• 中国计算机学会会刊
  • 中国科技核心期刊
  • 中文核心期刊

Computer Engineering & Science ›› 2020, Vol. 42 ›› Issue (12): 2265-2272.

Previous Articles     Next Articles

Chinese news text abstractive summarization with keywords fusion

NING Shan1,2,YAN Xin1,2,XU Guang-yi3,ZHOU Feng1,2,ZHANG Lei1,2   

  1. (1.Faculty of Information Engineering and Automation,Kunming University of Science and Technology,Kunming 650504;

    2.Yunnan Key Laboratory of Artificial Intelligence,Kunming University of Science and Technology,Kunming,650504;

    3.Yunnan Nantian Electronic Information Industry Co.,Ltd.,Kunming 650040,China)

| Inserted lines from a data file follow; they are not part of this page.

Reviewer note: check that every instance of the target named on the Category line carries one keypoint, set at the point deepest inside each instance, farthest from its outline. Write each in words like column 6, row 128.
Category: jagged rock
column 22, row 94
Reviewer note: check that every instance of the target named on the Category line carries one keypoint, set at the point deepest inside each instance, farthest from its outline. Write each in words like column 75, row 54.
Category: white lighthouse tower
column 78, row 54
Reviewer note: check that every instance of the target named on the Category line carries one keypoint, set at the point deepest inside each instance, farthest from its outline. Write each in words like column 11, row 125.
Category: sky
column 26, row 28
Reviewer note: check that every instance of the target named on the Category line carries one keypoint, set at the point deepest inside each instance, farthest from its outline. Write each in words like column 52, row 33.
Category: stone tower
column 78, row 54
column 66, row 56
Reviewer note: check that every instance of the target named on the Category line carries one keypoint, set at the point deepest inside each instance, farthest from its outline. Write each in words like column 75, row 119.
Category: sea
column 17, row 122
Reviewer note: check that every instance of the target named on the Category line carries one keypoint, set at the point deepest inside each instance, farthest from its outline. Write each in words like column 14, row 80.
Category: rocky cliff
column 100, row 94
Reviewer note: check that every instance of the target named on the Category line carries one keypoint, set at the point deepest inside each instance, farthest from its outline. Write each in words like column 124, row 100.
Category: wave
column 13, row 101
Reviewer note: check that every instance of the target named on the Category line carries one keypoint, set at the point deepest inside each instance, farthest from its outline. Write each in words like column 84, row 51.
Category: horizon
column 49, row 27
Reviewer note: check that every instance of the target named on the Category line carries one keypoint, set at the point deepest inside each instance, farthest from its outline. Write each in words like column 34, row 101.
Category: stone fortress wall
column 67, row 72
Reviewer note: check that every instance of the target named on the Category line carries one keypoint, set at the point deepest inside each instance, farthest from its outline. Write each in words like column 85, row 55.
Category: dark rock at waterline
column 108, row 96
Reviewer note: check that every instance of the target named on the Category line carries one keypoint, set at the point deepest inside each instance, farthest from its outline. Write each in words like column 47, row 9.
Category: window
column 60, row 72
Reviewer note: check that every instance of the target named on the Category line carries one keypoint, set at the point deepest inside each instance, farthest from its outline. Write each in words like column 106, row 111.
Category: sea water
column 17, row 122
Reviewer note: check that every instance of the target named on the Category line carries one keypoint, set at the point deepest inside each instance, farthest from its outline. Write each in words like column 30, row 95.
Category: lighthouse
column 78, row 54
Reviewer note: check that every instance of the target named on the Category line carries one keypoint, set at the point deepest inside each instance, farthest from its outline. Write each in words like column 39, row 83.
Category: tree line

  • Received:2019-12-18 Revised:2020-03-26 Accepted:2020-12-25 Online:2020-12-25 Published:2021-01-05

Abstract: The existing seq2seq model often suffers from semantic irrelevance when generating summaries, and does not consider the role of keywords in summary generation. Aiming at this problem, this paper proposes a Chinese news text abstractive summarization method with keywords fusion. Firstly, the source text words are input into the Bi-LSTM model in order. The obtained hidden state is input to the sliding convolutional neural network, so local features between each word and adjacent words are extracted. Secondly, keyword information and gating unit are used to filter news text information, so as to remove redundant information. Thirdly, the global feature information of each word is obtained through the self-attention mechanism, and the hierarchical combination of local and global word features representation is obtained after encoding. Finally, the encoded word feature representation is input into the LSTM model with the attention mechanism to decode the summary information. The method models the n-gram features of news words through a sliding convolutional network. Based on this, the self-attention mechanism is used to obtain hierarchical local and global word feature representations. At the same time, the important role of keywords in abstractive summary is considered, and the gating unit is used to remove redundant information to obtain more accurate news text information. Experiments on Sogou's news corpus show that this method can effectively improve the quality of summary generation, and effectively enhance the values of ROUGE-1、ROUGE-2、ROUGE-L.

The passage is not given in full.